DANUK: bringing Syrian Kurdish music back to life
In 2013, one of our colleagues was walking down Istanbul’s main pedestrian thoroughfare, Istiklal Street, on a cold winter night, when he came across a group of Syrian Kurdish refugees busking in the rain to make money. Befriending them having been enthralled by their music, he visited the group in what passed for home in an old abandoned property on the Asian side of Istanbul. Here they had to collect wood for their stove and sometimes resort to burning their clothes in the old chimney to keep warm. Despite their humble situation, the group were fine arts and music graduates from Syria’s best universities. They had managed to bring their musical instruments, books and old music scores with them as they fled Syria on foot and were now using their talent to secure meagre resources in their bid to survive. Their talent was immediately apparent, and we hired them to make film and radio scores as well as compose music for videos and documentaries. They used the money from this work to buy equipment and open a small recording studio. Soon they were playing local festivals in Turkey, before securing refugee status overseas and settling in Spain. The group, known as Danuk, reunited there and have now embarked on the most extraordinary project with the support of the British Arts Council – bringing back to life for the first time in a century Syrian Kurdish music saved on phonograph 100 years earlier by anthropologists. More about this extraordinary endeavour can be seen here:
The trailer provides the backstory to the original recordings: "In 1902, Felix Von Luschan, a doctor, anthropologist, explorer, archaeologist and the director of the Ethnographic Museum of Berlin at the time, took a phonograph with him on an expedition to excavations in Sendshirli (present day Turkey), where he recorded Turkish and Kurdish songs. Some years later in 1912 while in Jerusalem, Dr Gustav Klameth, a German religion student and explorer, recorded a Syrian priest from Mardin (present-day Turkey) singing three songs in the Kurdish language. Today, these recordings are preserved in the form of wax cylinders in the Berlin Phonograpf Archiv and in the Phonogrammarchiv in Vienna. Behind closed doors, stored and labelled far away from their origin, only a few researchers have accessed them since. This project reunited the Danuk band with the songs captured in their homeland and language more than 100 years ago.

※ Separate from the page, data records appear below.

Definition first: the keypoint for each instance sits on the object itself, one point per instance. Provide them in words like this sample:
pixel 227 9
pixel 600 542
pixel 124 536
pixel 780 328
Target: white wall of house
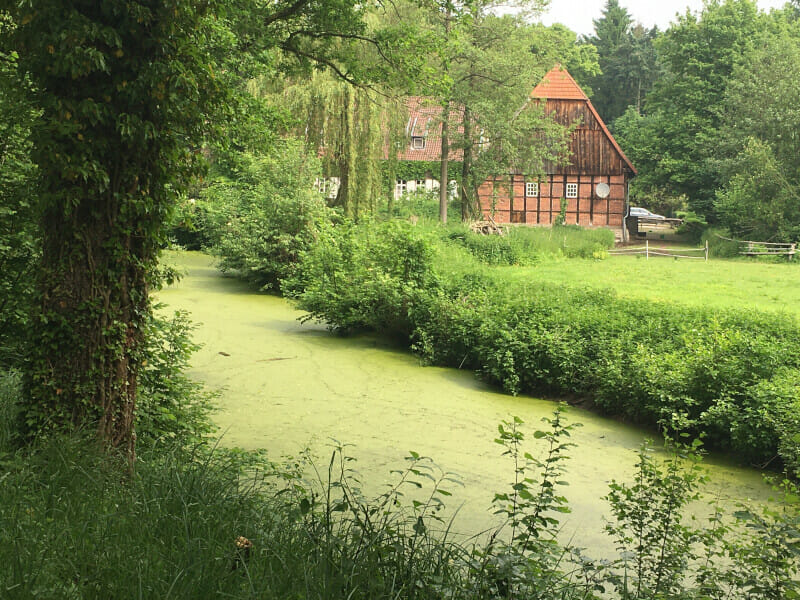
pixel 402 187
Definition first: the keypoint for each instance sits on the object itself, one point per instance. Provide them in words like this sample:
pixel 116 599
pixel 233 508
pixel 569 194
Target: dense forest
pixel 129 127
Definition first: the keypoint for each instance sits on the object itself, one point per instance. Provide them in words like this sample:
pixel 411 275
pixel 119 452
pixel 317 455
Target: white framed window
pixel 327 186
pixel 572 190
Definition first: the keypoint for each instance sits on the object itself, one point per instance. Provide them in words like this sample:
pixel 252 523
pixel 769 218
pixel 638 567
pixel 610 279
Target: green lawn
pixel 719 283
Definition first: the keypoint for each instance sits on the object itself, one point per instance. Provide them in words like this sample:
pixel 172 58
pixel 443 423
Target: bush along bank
pixel 732 376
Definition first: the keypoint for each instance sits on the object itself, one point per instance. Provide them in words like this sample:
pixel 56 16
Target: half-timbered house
pixel 592 183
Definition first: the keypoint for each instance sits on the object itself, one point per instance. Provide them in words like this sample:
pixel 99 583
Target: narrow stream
pixel 286 386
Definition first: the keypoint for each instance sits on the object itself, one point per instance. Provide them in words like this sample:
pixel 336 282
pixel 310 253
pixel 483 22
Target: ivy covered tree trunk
pixel 124 90
pixel 466 167
pixel 444 165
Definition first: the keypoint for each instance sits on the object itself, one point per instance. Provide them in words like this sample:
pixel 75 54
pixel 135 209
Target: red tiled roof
pixel 424 120
pixel 558 84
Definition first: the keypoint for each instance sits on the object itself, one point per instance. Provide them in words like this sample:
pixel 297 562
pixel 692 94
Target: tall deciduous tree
pixel 760 143
pixel 125 93
pixel 699 54
pixel 18 246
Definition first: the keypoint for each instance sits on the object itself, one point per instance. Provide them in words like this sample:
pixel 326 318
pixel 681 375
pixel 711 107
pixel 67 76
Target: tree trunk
pixel 443 175
pixel 466 167
pixel 92 312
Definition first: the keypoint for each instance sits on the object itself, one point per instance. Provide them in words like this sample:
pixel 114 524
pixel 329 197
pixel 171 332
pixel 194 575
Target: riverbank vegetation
pixel 726 373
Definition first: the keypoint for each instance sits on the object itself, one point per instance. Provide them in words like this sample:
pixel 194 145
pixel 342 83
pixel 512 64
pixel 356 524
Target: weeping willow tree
pixel 351 129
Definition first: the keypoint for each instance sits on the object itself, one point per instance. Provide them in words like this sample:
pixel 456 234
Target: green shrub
pixel 693 226
pixel 170 405
pixel 10 397
pixel 718 245
pixel 528 245
pixel 261 223
pixel 372 277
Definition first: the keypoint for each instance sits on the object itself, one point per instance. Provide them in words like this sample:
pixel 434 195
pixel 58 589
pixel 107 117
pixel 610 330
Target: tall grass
pixel 529 245
pixel 9 408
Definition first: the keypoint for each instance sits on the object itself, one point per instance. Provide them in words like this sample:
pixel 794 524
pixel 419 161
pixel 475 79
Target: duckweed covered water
pixel 286 386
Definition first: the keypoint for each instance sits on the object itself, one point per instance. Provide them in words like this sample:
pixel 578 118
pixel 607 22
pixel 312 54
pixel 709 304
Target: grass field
pixel 717 283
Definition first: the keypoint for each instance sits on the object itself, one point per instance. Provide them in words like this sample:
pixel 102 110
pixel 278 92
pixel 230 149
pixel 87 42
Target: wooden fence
pixel 647 251
pixel 751 248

The process consisted in accessing the recording from the archives in Berlin and Vienna, reinterpreting/recomposing the songs with the guidance of two Kurdish academic mentors, and finally recording them alongside fellow middle eastern musicians currently living in the diaspora across Europe’.
This is the first in the series of a dozen posts that commemorate ten years of the Syrian conflict, but not by focusing on the grim tally, the futility of the astounding loss or the ongoing degradation of the Syrian people. Instead, we want to share some stories of incredible Syrian refugees we have worked with and who are now, from Spain and France to Sweden and Canada, enriching their adopted communities whilst celebrating their culture, language, history and, as is evidenced by Danuk, extraordinary talent.